The Central Oklahoma (Garber-Wellington) aquifer underlies about 3,000 square miles of central Oklahoma and underlies all or parts of Cleveland, Logan, Lincoln, Oklahoma, Payne, and Pottawatomie Counties. Water from the Central Oklahoma aquifer is used for public, industrial, commercial, agricultural, and domestic supply. Average groundwater use from 1967 to 2008 was about 37,367 acre-feet/year with public-water supply consuming 23,367 acre-feet/year. Average estimated domestic groundwater use from the aquifer from 1980 to 2010 was about 13,752 acre-feet/year.




The Central Oklahoma aquifer consists of Quaternary age alluvium and terrace deposits and the Permian-age Garber Sandstone, Wellington Formation, and Chase, Council Grove, and Admire Groups. The Central Oklahoma aquifer is referred to locally as the Garber-Wellington aquifer because it is dominantly composed of the Permian-age Garber Sandstone and Wellington Formation.

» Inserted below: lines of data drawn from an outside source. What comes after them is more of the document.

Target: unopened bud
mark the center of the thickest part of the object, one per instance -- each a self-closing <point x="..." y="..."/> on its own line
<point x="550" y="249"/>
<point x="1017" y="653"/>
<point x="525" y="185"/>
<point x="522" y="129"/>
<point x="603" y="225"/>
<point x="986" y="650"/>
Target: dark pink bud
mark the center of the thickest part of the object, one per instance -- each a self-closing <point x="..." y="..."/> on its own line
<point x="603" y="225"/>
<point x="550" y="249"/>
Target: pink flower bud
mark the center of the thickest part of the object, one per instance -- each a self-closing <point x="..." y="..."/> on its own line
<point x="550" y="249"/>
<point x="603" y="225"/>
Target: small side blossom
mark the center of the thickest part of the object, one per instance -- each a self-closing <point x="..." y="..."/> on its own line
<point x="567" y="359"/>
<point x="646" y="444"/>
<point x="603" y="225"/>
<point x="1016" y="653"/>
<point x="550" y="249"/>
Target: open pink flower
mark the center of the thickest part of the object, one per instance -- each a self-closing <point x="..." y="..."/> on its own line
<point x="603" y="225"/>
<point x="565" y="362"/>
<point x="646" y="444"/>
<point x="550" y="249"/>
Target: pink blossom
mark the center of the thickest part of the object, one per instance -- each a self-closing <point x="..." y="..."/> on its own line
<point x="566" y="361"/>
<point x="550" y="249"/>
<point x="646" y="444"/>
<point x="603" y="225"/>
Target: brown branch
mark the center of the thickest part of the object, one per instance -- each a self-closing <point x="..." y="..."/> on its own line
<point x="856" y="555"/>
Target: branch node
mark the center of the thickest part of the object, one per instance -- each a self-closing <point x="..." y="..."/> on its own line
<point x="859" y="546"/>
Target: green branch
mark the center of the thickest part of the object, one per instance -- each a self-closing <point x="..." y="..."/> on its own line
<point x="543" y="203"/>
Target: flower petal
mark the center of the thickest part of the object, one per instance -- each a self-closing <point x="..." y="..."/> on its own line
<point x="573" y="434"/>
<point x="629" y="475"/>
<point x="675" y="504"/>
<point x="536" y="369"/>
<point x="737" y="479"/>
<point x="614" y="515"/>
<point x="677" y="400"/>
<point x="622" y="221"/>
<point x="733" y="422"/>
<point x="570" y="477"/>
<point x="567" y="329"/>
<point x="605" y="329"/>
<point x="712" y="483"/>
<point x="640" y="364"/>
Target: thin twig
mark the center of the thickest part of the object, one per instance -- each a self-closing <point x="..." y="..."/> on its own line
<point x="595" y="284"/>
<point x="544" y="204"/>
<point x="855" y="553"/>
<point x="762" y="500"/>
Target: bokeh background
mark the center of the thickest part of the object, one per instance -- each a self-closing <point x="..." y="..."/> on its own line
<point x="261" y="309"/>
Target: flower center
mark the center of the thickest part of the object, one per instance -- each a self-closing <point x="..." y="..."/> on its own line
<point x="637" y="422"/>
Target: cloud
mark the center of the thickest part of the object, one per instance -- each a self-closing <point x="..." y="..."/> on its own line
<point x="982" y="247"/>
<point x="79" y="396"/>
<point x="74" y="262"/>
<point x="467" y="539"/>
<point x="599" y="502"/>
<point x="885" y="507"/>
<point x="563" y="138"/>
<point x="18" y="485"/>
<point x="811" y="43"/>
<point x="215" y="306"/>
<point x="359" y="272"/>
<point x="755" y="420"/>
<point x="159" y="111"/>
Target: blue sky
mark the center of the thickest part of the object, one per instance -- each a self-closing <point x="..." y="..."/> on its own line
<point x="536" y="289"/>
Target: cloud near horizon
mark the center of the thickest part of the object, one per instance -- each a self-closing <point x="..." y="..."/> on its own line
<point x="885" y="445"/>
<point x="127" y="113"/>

The direction of horizontal regional groundwater flow can be inferred from potentiometric-surface maps of the Central Oklahoma aquifer. Groundwater flows along paths perpendicular to the potentiometric surface contour lines. Water levels measured in multiple wells across the Central Oklahoma aquifer in 1986–87 and 2009 were used to create the original and updated potentiometric surface maps. Flow in the Central Oklahoma aquifer is slowest in the confined part of the Garber Sandstone and Wellington Formation and in the less transmissive parts of the unconfined flow system, which includes part of the Chase, Council Grove, and Admire Groups. The saturated thickness of the Central Oklahoma aquifer in the eastern part of the aquifer in Lincoln and Pottawatomie counties is relatively thin, 200–300 feet, related to the thinner geologic units in that area that are caused by the dip of the formations and erosion. The thickest zone of saturation is about 1,000 feet located near the extent of the Hennessey Group confining unit. Average annual precipitation in the study area from 1893 to 2009 was 34.27 inches. Average annual recharge for the aquifer area for the 1987–2009 period was estimated to be 4.6 inches.

Aquifer hydraulic properties were estimated from lithologic and geophysical well logs and a multiple-well aquifer test was analyzed to determine transmissivity and a storage coefficient. Transmissivity determined from the aquifer well test was 220 square feet per day, with an estimated hydraulic conductivity of 2.4 feet per day. The analytical-model solution indicated that the Central Oklahoma aquifer was acting as a leaky confined aquifer. The storage coefficient from the analytical solution was 0.0013.